Hasilnya bisa ditebak. Gol Tunggal Alen Boksic sudah cukup membuat Manchester United boleh berbangga. Hal itu terungkap dari komentar Gary Neville yang menyebut sebagai kekalahan yang terpuji.
“Sebenarnya kami bisa kalah 10-0, dan kami beruntung hanya kebobolan satu gol,” sebut Neville. Selama 90 menit waktu normal, para pemain Manchester United tak mampu mengirim tembakan ke gawang Juventus.
Kondisi Tuan Rumah
Hal itu terjadi lagi dalam pertemuan kedua mereka di Inggris, padahal permainan Juventus tidak terlalu dominan seperti saat bermain di Turin. Faktor Eric Cantona sempat menjadi pemicu daya gedor, meski pada akhirnya tak sanggup menjebol gawang Angelo Peruzzi.
Perjumpaan dengan Juventus menjadi pelajaran berharga bagi Sir Alex Ferguson, terutama pada musim berikutnya. Ia lebih terbuka dan menyerang. Uniknya, materi menyerang Sir Alex Ferguson berasal dari ramuan Lippi.
Sir Alex menyontohkan taktik tidaklah penting, karena kedua tim sama-sama memilikinya, sehingga kuncinya adalah belajar bermental juara. Hal itu terlaksana saat dua tim bersua lagi pada musim berikutnya.
Modal berharga pada musim sebelumnya membuat Manchester United bangkit. Manchester United menang 3-2 pada babak semifinal.
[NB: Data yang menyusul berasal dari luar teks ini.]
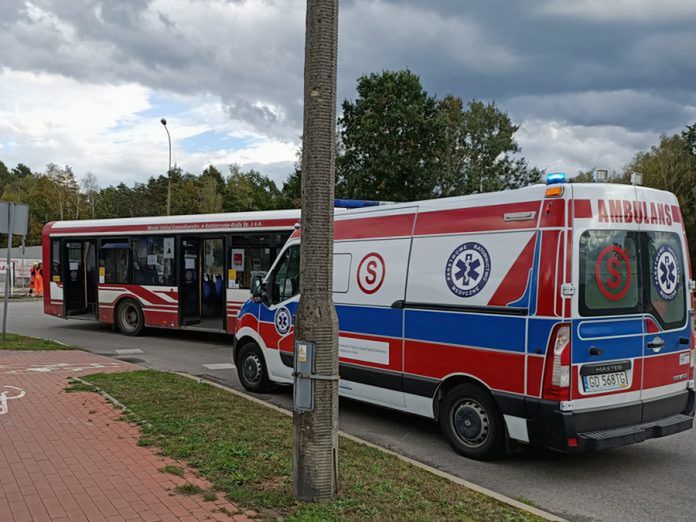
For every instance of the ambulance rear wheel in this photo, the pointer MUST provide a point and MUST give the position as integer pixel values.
(129, 318)
(471, 422)
(251, 369)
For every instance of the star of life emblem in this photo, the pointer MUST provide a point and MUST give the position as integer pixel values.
(666, 273)
(468, 269)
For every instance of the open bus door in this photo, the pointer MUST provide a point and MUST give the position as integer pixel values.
(79, 262)
(189, 281)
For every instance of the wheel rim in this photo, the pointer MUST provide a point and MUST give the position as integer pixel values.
(130, 319)
(252, 368)
(471, 423)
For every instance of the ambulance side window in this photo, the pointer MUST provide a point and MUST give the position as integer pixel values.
(286, 278)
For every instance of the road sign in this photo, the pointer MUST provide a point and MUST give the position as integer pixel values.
(19, 220)
(14, 218)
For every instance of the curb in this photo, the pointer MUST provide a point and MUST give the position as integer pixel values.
(470, 485)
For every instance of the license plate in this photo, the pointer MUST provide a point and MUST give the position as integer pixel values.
(605, 382)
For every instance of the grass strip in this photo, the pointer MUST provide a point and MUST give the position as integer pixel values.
(23, 342)
(245, 450)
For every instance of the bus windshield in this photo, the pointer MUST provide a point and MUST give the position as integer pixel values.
(627, 272)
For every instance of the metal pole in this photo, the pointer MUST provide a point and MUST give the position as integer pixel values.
(10, 209)
(169, 172)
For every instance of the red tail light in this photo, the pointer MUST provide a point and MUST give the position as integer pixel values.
(557, 366)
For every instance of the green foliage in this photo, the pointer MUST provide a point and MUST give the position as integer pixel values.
(245, 451)
(388, 140)
(671, 166)
(399, 143)
(689, 136)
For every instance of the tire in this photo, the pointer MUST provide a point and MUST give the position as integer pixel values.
(251, 369)
(471, 422)
(129, 318)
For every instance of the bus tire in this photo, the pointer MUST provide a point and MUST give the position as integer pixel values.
(471, 422)
(251, 369)
(129, 318)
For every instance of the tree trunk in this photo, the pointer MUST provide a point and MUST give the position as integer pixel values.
(315, 451)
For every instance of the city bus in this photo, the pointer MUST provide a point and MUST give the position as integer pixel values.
(556, 315)
(183, 272)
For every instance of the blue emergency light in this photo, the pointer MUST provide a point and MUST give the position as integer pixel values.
(357, 203)
(553, 178)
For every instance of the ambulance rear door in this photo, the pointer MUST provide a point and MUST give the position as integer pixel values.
(607, 323)
(667, 318)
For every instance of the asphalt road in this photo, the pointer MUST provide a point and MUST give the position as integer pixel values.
(649, 481)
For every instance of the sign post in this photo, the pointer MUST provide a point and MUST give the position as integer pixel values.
(14, 218)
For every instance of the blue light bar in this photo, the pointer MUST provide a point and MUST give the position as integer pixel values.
(356, 203)
(553, 178)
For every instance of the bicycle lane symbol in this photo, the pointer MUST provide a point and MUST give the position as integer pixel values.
(4, 397)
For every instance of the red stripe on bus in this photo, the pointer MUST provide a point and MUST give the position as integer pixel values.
(173, 228)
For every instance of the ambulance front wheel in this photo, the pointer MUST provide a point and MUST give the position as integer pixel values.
(471, 422)
(251, 369)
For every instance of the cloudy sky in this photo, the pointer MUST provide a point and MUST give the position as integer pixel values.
(85, 82)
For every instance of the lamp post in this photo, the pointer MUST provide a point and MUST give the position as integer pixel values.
(169, 171)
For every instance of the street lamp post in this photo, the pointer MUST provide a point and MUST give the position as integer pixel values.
(169, 171)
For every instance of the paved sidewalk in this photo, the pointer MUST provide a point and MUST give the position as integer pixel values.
(66, 456)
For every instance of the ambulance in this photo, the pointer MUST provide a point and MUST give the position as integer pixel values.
(556, 315)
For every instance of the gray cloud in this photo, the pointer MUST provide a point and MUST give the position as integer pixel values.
(626, 64)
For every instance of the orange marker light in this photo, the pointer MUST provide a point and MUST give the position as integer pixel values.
(554, 192)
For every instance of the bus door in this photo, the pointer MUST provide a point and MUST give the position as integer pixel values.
(79, 277)
(189, 281)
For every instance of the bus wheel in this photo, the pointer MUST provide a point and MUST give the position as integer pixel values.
(251, 369)
(471, 422)
(129, 318)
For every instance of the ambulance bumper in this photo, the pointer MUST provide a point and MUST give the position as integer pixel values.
(611, 427)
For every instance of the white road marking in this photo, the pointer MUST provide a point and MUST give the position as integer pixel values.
(4, 398)
(55, 368)
(219, 366)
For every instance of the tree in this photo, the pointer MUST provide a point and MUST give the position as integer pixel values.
(479, 150)
(389, 138)
(670, 166)
(250, 190)
(315, 447)
(689, 136)
(90, 189)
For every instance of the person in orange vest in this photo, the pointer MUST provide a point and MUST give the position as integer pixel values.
(39, 281)
(32, 278)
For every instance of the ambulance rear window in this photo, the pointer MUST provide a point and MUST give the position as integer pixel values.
(667, 299)
(610, 283)
(627, 272)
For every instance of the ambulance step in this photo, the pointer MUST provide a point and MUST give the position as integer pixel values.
(615, 437)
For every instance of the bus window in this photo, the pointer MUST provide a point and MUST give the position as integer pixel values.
(153, 261)
(286, 280)
(55, 261)
(113, 261)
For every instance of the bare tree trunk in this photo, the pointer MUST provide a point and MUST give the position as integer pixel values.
(315, 455)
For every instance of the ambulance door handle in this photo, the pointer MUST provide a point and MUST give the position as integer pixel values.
(656, 344)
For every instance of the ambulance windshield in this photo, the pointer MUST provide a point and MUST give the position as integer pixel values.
(628, 272)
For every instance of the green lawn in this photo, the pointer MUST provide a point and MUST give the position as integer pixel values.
(22, 342)
(245, 450)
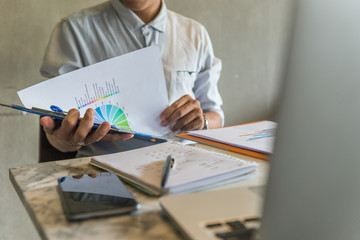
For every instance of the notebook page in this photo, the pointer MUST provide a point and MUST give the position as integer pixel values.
(191, 164)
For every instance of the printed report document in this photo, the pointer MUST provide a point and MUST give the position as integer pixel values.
(128, 91)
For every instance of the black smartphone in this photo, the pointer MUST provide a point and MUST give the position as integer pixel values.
(94, 195)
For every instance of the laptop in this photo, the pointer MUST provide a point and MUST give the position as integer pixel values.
(313, 188)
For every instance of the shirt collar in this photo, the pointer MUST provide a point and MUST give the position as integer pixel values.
(134, 22)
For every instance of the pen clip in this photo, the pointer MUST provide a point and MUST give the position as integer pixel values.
(168, 164)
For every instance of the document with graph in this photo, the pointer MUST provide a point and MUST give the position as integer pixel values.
(128, 91)
(255, 139)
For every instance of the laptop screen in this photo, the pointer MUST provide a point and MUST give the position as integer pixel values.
(313, 188)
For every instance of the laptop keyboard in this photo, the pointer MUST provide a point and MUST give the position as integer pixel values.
(233, 229)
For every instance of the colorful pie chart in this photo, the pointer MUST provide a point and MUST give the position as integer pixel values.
(112, 114)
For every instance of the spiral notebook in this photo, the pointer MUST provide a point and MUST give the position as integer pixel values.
(195, 168)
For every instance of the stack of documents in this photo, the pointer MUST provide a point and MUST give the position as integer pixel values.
(195, 169)
(255, 139)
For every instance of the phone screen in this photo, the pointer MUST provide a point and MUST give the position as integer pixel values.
(94, 195)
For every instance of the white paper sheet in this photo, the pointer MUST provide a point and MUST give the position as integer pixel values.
(258, 136)
(132, 86)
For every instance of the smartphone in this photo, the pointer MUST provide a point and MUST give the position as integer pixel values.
(94, 195)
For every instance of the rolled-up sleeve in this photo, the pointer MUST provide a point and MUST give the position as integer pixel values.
(206, 85)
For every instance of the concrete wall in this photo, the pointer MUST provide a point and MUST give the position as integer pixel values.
(248, 35)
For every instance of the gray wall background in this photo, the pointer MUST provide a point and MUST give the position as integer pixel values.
(250, 37)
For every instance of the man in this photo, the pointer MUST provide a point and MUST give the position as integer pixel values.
(117, 27)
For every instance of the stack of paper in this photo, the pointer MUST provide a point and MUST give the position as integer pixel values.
(195, 169)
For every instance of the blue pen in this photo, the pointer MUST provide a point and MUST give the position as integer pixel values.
(168, 164)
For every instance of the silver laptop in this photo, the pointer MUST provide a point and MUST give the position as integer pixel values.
(313, 190)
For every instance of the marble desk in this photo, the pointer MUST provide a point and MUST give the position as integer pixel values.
(36, 185)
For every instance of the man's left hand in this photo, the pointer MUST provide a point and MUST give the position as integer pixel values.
(185, 114)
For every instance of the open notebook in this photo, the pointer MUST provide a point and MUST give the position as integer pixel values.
(254, 139)
(196, 169)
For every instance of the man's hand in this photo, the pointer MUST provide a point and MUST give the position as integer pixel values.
(70, 137)
(185, 114)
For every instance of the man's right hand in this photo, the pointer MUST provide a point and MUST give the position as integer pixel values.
(70, 137)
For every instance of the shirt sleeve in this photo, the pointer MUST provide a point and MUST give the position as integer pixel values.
(63, 53)
(206, 84)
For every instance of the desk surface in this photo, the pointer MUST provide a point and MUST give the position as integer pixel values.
(36, 185)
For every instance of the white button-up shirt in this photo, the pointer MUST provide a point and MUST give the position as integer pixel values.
(110, 29)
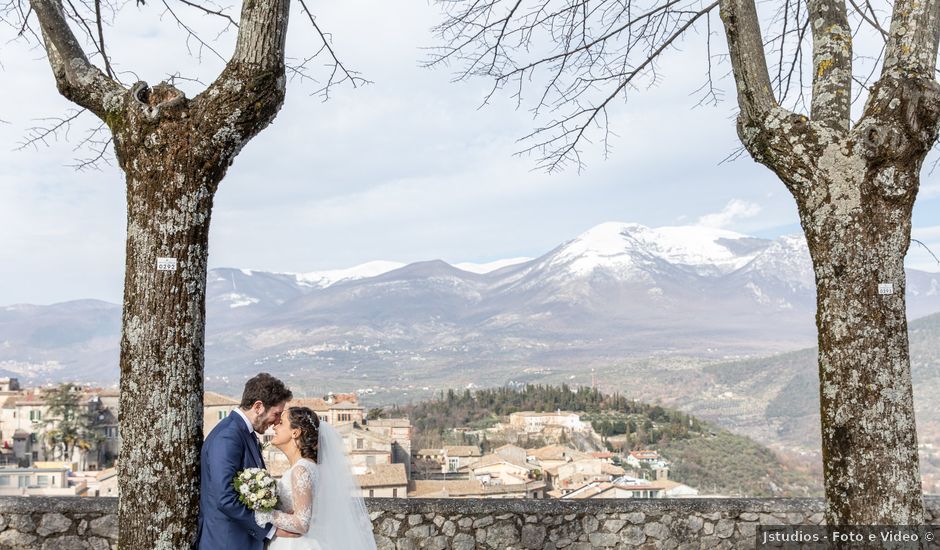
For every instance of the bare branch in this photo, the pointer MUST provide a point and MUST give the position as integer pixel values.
(832, 64)
(78, 79)
(928, 250)
(913, 38)
(338, 69)
(53, 126)
(191, 34)
(747, 58)
(590, 53)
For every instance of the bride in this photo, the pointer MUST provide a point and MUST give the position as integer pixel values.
(318, 496)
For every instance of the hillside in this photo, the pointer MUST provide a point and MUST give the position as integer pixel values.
(703, 455)
(775, 399)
Kemenangan ini menghilangkan dominasi tim-tim Serie A, yang sejak 1991 selalu mengirimkan wakilnya ke laga final Liga Champions.
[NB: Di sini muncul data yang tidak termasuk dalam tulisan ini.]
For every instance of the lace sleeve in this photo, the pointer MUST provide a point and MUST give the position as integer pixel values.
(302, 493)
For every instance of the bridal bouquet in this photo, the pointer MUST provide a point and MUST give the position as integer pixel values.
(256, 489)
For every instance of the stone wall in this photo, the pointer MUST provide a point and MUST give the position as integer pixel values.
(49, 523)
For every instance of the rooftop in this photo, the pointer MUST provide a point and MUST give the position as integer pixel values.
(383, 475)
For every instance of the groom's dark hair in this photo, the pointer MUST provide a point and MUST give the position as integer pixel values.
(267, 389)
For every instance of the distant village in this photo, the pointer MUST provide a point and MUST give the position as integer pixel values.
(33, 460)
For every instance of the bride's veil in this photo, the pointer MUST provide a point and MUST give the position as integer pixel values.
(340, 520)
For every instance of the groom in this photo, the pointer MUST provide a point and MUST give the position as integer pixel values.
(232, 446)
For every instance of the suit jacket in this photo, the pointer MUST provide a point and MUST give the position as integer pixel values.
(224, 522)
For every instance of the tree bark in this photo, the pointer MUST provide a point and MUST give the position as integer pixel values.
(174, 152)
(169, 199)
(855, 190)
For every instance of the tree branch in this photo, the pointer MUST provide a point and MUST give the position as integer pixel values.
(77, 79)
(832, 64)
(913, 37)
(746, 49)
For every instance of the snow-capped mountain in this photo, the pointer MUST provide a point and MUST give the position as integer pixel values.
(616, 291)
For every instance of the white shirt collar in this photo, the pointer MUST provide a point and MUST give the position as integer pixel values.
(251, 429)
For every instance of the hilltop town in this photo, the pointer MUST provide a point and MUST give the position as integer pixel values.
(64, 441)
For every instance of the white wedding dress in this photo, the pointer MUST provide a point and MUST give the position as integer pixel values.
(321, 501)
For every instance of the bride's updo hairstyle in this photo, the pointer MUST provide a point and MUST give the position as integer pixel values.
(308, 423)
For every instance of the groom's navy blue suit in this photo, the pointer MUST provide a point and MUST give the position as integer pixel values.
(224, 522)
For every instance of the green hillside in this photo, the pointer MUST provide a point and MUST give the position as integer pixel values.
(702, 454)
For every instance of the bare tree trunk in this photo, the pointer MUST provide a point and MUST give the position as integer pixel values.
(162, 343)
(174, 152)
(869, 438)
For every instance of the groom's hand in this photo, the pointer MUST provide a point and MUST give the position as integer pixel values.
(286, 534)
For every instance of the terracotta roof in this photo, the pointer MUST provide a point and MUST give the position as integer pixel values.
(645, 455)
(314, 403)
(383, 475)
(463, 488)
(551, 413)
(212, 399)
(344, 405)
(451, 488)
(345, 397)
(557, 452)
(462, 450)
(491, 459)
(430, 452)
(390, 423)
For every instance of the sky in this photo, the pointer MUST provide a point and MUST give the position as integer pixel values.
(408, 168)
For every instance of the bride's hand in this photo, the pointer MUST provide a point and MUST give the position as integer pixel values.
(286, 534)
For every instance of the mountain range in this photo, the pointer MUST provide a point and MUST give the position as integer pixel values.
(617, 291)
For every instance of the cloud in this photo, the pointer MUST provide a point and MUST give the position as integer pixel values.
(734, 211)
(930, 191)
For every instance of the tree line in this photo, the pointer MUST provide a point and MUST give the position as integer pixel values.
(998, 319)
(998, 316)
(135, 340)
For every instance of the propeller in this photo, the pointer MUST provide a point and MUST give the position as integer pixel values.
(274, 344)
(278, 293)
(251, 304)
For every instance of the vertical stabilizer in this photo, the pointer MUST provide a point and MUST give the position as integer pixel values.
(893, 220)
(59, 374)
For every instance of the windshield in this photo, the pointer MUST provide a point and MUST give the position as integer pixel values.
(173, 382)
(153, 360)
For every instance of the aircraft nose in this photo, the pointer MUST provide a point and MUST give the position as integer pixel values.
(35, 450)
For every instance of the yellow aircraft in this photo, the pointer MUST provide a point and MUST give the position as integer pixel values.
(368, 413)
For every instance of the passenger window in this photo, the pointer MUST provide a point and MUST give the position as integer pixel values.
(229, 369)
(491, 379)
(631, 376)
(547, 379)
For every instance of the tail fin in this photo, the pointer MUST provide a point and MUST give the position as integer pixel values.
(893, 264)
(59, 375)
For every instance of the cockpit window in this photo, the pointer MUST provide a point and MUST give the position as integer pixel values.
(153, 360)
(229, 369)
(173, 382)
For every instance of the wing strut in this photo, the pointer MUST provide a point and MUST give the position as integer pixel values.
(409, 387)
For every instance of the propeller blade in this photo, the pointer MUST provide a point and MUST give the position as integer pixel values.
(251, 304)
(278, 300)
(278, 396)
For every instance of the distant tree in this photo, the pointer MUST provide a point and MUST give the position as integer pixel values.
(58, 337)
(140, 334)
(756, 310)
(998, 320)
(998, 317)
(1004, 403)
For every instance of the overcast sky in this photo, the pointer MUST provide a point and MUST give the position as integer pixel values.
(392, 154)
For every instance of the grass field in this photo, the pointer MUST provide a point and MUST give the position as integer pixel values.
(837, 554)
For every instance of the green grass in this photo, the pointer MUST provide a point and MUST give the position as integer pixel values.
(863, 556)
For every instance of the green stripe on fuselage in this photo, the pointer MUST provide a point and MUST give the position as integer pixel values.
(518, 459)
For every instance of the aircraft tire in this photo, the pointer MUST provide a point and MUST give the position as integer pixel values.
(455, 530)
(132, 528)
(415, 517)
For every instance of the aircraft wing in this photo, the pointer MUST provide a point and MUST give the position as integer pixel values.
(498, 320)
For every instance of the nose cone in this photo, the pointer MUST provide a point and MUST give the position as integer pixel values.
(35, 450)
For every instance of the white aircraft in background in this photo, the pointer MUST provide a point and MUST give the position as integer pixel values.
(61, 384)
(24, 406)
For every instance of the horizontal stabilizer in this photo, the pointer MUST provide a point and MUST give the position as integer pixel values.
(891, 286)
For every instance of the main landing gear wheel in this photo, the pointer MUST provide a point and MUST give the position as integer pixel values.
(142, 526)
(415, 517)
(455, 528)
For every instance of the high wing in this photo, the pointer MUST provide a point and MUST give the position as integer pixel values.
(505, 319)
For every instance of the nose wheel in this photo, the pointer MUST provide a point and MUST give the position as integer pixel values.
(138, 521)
Penuntasan ala Manchester United tersebut bakal menjadi spirit bagi tuan rumah dan tim tamu. Juventus sadar, kekuatan armada tahun ini tergolong bintang lima. Keberadaan Cristiano Ronaldo seolah menyempurnakan puzzle yang tak ada musim lalu.
Bagi Manchester United lebih krusial lagi. Kedatangan Juventus bisa menjadi ujian kepantasan Setan Merah berada di kompetisi kasta tertinggi antarklub se-Eropa.